ミネラルといえば、カルシウムや鉄がよくクローズアップされますが、実はマグネシウムは体内で4番目に多いミネラルで、骨や歯の形成に欠かせないばかりでなく、血圧や心拍の調整や、その他300もの異なる体の組織の働きを促進しています。
日本人は、昔からマグネシウムが豊富な全粒穀物や豆類、野菜類などの植物性食品を食べてきたので、欠乏症を起こす可能性は少ないと考えられていますが、精製された穀物が多く豆類の摂取が減っている近年の食習慣では、十分な量を摂れていないかもしれません。
著名な医学雑誌『ニュートリエンツ』で発表された評論では、マグネシウムは多くの病気の予防と治療に重要な役割を果たし、マグネシウムの不足は、アルツハイマー病、インスリン抵抗性および2型糖尿病、高血圧、心血管疾患(脳卒中など)、片頭痛、注意欠陥多動性障害(ADHD)などの多くの慢性疾患と関連していると説明しています。
マグネシウムの豊富な食品を食べることで期待できる健康効果は、高血圧の改善、骨粗しょう症のリスクの軽減、2型糖尿病の予防、心臓の健康維持、ストレスや不安の緩和などです。

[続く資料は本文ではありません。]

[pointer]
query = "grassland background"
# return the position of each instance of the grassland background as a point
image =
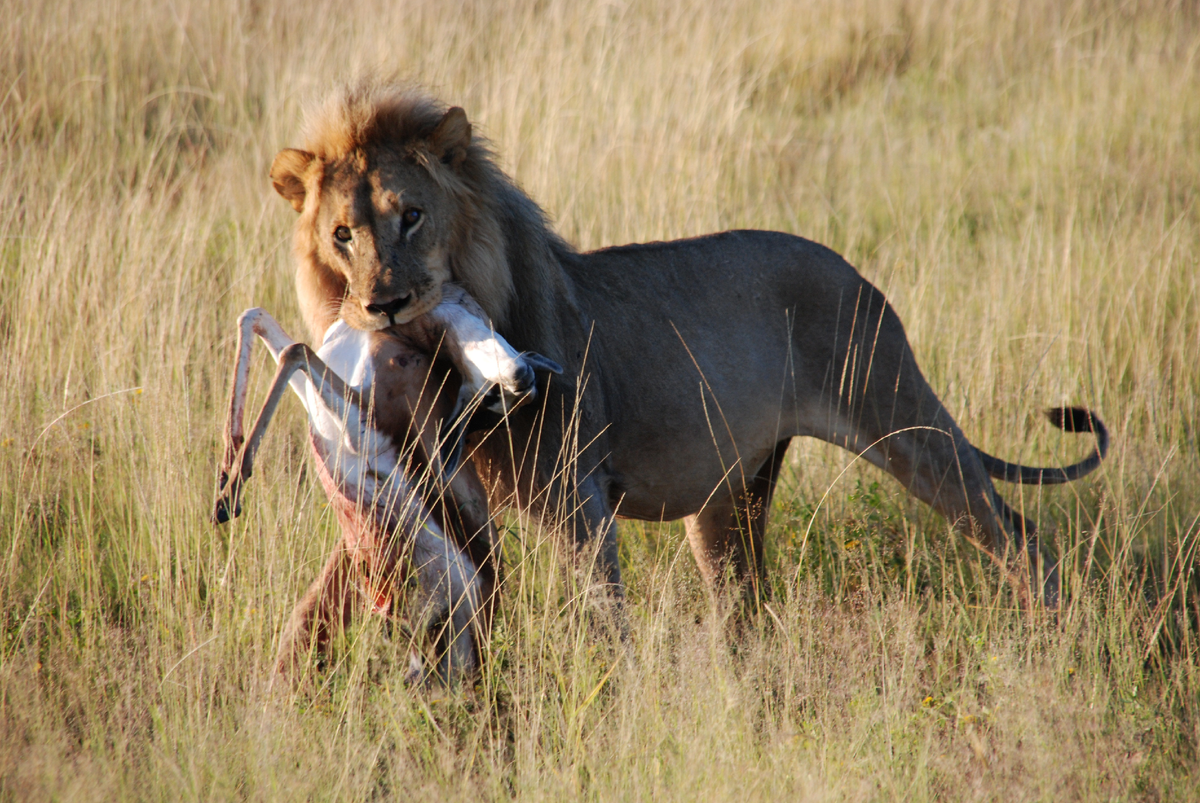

では、このような重要な働きをするマグネシウムの供給源と効率よく摂る方法を見ていきましょう。
マグネシウムの優れた供給源は、精製されていない全粒の穀物や豆類、ナッツやシード(種)、野菜類などの植物性食品です。
一般的によく食べられている植物から、特に多く含まれている食品を抜粋しました。(それぞれのカテゴリーの中では含有量が多い順)
穀物:アマランサス、キヌア、そば米、全粒紛、玄米、あわ、オートミール、干しそば
豆類:大豆、緑豆、インゲン豆、ひよこ豆、小豆、レンズ豆
ナッツやシード:かぼちゃの種、フラックスシード、あさ(ヘンプシード)、ひまわりの種、ごま、アーモンド
野菜類:ふだんそう(スイスチャード)、ほうれん草、オクラ、ケール、かぼちゃ、ブロッコリー
マグネシウムの吸収率を高めて効率よく摂る方法は、生の野菜やビタミンCの豊富な食品(柑橘類、赤いピーマン、ブロッコリーなど)と一緒に食べることです。
マグネシウムの一日の推奨量は、成人男性:約370mg 成人女性:約290mgです。
次回の記事でご紹介するレシピでは、一食だけで1人分およそ250mgのマグネシウムが摂れますが、もちろん毎日の食事でマグネシウムの摂取量を計算する必要はありません。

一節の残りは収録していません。